Redding, a senior at Huron High School and founding member of B.Side’s young moguls club, praised the program for helping him turn a passion for cooking into a functioning food vendor and catering business he calls 4 Wheels and Bread. He is a two-time winner of the Generation E business plan showcase and competition in Battle Creek.

Washington, who graduated from Ypsilanti High School this year, thanked the program for giving his young life a positive direction. He also credited the program for giving him the encouragement to launch Willie’s Sweet Treats, a gourmet candy and cheesecake company.

He is a recipient of the Gates Millenium Scholarship, which will pay for his studies through a doctorate degree at Kettering University in Flint.

“The 70 or 80 pages of the scholarship application were overwhelming… but then I remembered what I learned here and realized that I just have to approach it like we approach our business; make a timetable, and stick with it,” Washington said.

Bidlack explained how the program was born from the voice of the community. Surveys performed by the Ypsilanti Youth to Empowered to Act and other agencies recognized many youth’s concerns about their future.

“The YYEA spent two years mapping the concerns of the community and found a need for job opportunities,” he said.

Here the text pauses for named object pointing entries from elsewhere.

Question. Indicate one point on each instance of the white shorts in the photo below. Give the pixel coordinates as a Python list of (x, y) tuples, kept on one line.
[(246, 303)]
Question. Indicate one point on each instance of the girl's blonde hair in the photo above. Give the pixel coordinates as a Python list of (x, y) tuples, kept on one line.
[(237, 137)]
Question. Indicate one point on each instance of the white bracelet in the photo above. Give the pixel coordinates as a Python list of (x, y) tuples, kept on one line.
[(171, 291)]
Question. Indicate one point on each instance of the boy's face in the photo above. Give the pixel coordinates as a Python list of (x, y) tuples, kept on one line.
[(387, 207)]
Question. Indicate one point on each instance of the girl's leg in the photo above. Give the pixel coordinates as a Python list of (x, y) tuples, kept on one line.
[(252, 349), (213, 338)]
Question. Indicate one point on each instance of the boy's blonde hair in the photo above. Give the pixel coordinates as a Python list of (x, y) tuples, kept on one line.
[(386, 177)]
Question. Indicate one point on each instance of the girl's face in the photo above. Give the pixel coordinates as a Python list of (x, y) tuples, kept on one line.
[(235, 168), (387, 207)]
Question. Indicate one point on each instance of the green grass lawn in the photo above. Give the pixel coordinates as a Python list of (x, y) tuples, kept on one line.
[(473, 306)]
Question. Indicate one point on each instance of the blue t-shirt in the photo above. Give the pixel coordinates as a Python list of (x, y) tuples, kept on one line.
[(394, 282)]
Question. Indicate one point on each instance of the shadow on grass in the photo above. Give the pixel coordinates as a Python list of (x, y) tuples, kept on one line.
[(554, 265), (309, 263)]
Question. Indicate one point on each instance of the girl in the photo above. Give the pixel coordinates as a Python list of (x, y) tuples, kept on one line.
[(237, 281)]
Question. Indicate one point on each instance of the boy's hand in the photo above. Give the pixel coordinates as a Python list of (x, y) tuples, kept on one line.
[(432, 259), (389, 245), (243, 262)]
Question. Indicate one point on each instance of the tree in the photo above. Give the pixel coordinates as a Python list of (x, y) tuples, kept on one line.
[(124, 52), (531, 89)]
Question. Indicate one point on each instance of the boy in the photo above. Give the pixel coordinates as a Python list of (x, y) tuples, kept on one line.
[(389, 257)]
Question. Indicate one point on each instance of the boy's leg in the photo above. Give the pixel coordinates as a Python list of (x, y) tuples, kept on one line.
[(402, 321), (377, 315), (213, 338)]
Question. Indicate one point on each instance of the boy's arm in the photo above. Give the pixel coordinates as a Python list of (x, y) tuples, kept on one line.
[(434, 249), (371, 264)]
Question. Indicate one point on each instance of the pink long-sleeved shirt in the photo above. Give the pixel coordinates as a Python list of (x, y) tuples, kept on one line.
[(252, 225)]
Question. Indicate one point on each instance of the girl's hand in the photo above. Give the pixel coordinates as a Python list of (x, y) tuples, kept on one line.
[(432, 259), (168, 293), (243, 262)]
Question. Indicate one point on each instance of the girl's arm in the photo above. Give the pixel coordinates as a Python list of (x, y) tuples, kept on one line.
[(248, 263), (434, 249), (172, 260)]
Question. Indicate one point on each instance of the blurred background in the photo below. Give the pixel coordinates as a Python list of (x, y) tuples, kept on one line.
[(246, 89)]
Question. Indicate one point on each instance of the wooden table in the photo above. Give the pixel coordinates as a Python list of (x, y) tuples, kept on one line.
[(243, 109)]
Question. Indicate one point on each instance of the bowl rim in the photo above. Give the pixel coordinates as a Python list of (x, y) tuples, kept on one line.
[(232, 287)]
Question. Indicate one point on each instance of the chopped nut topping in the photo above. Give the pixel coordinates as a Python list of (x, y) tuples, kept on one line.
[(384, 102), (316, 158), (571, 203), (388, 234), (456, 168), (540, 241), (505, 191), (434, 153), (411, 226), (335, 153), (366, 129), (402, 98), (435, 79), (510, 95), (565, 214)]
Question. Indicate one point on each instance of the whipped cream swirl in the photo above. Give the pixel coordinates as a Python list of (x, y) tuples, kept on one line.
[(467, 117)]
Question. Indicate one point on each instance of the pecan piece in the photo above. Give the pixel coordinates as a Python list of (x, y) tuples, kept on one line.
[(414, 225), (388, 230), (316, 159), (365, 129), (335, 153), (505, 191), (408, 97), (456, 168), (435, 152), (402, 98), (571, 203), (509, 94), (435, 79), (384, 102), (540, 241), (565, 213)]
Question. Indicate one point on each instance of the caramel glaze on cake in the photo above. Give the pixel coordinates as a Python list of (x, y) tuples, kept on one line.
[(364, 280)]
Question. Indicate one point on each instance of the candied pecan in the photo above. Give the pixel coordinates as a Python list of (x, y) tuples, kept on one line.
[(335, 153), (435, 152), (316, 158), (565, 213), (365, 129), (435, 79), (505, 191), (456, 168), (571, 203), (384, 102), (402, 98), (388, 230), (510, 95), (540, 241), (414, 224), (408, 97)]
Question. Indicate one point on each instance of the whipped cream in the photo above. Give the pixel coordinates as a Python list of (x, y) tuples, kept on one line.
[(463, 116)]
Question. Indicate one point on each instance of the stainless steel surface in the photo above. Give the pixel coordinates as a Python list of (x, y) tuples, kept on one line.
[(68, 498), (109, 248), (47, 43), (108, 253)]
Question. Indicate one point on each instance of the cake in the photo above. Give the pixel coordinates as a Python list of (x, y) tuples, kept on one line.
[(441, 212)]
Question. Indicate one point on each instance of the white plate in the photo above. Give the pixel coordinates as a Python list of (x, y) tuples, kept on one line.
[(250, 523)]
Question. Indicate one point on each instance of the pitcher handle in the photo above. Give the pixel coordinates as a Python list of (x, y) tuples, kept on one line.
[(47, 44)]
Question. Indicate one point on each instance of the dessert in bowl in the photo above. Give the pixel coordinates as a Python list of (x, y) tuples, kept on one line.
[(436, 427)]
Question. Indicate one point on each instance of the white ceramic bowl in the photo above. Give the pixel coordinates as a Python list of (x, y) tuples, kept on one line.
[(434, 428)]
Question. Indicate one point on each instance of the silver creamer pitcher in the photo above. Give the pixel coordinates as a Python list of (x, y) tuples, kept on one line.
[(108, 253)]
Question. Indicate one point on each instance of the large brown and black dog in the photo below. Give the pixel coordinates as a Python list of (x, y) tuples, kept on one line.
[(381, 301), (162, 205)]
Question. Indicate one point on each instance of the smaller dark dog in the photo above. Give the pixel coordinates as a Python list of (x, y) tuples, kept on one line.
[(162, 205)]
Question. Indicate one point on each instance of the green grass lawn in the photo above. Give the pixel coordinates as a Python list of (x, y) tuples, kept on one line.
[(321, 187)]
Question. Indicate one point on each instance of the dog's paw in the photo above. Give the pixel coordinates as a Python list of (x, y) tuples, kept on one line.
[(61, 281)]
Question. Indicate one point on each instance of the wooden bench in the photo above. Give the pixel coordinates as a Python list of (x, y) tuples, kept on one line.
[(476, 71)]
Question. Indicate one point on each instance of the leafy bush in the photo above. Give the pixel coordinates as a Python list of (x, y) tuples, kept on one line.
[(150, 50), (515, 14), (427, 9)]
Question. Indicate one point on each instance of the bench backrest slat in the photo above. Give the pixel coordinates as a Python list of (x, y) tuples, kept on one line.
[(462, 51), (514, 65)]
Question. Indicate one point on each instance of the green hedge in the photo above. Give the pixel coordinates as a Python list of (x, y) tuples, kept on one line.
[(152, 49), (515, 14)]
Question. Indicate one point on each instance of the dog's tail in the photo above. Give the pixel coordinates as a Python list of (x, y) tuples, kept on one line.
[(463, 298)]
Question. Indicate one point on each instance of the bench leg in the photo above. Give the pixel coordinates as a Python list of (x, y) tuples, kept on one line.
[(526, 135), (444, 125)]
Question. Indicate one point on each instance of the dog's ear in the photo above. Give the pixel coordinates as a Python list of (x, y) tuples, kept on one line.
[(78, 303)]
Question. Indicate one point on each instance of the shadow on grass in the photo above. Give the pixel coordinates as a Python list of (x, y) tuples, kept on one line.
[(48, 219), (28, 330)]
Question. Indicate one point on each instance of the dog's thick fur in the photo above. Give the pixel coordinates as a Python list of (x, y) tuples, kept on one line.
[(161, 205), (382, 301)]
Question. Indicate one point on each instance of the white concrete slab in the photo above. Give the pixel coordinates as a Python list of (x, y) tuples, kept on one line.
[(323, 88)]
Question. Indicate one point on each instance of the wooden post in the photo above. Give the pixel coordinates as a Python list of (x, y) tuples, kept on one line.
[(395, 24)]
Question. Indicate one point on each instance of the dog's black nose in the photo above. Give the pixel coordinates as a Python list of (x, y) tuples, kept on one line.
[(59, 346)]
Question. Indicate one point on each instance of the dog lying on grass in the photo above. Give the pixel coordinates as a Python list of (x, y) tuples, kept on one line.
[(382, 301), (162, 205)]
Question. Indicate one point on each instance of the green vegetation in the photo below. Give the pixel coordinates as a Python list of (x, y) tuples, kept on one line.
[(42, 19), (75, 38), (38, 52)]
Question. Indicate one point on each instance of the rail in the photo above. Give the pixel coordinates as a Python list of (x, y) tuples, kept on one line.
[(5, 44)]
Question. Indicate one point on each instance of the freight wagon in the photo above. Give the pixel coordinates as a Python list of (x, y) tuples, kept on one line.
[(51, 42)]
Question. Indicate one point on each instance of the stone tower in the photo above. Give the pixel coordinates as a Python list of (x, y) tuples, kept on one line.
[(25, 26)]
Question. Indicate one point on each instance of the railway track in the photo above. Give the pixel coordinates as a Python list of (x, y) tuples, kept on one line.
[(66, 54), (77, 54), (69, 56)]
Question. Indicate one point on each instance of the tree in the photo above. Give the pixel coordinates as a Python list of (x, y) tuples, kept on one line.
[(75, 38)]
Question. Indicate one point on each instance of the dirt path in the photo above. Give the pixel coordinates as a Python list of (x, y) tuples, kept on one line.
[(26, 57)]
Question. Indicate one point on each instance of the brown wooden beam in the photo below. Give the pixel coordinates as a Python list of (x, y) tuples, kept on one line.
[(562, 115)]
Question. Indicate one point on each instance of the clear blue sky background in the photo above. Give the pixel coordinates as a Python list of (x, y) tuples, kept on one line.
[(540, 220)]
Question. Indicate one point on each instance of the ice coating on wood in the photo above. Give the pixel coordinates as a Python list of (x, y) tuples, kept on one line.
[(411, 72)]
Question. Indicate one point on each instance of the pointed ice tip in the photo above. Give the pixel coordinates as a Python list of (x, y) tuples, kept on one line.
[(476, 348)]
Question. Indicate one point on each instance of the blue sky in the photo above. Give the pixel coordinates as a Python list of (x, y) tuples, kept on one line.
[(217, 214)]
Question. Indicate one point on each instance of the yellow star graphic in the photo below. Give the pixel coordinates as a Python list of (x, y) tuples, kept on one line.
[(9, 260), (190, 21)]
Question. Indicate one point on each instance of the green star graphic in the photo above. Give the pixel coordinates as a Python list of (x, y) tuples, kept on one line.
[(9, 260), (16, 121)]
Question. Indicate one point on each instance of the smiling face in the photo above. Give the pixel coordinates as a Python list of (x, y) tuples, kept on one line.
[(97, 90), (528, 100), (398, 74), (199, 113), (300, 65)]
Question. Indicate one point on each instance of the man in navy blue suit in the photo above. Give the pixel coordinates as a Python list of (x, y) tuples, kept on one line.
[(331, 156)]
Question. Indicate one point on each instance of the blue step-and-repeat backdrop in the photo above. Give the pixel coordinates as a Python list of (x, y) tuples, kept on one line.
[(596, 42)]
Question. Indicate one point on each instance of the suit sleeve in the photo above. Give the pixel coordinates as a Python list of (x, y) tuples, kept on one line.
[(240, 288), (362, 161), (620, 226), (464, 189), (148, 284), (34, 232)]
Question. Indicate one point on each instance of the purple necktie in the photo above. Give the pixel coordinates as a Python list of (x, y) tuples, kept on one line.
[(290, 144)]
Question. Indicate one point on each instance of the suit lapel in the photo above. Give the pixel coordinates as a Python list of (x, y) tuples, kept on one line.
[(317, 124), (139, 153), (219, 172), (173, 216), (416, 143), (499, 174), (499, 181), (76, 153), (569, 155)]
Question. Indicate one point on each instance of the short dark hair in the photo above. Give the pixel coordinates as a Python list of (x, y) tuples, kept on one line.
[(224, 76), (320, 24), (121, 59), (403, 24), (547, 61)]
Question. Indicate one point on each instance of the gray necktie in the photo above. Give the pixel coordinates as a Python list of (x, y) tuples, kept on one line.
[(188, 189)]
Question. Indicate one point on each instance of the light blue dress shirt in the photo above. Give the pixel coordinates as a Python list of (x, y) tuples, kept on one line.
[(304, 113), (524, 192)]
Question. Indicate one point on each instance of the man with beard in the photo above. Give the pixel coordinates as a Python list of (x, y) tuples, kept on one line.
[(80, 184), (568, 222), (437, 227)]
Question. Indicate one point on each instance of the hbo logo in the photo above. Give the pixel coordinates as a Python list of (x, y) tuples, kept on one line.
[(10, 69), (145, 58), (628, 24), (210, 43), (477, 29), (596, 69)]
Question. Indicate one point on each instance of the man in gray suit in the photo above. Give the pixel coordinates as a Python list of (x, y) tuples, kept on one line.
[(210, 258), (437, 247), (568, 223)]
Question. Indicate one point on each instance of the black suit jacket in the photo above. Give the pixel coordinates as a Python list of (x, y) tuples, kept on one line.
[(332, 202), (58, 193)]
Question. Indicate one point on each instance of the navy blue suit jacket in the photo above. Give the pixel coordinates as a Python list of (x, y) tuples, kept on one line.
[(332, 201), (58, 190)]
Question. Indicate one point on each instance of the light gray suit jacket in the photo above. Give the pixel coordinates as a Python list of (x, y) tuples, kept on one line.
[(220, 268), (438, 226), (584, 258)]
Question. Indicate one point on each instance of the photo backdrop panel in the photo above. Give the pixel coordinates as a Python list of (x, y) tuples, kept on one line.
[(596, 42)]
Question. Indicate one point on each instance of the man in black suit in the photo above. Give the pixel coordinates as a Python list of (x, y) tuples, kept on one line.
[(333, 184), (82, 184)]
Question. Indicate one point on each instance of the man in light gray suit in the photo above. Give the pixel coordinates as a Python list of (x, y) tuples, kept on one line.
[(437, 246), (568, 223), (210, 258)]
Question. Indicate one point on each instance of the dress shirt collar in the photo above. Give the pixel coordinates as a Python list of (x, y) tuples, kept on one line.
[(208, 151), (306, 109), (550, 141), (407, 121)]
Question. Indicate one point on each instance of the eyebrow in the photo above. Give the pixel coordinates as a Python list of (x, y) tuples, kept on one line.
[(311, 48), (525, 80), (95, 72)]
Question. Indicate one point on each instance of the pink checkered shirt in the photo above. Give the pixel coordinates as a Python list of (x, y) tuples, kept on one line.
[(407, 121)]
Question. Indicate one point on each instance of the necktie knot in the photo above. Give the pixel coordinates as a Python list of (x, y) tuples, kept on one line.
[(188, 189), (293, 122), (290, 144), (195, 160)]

The solution was to create jobs.

“Why not find something you can do, and go do it,” Bidlack said. “We try to help these youth do just that with responsible business practices.”

The program, though geared toward attracting arewitself to such rigid conwfines. Samuel Freeman, a recent master’s graduate at EMU, heard about the program through a friend and approached them. After completing a number of B. Side’s training programs, he was the recipient of a $250 generator fund for his Capital Trades Marketing Group.

The organization will also be offering a summer program called the “The B. Side of A”, with “A” reflecting an emphasis on the arts. Bidlack pointed out the overwhelming majority of presentation on hand at the showcase had to do with fields like visual media, graphic design and entertainment. He hopes to use the summer program to highlight the relationship between the fine arts and business worlds.

All funding for the B. Side’s approximately $175,000 is made up of about 80 percent of private foundation grants and about 20 percent county funds. The organization has also recently launched a private donation drive.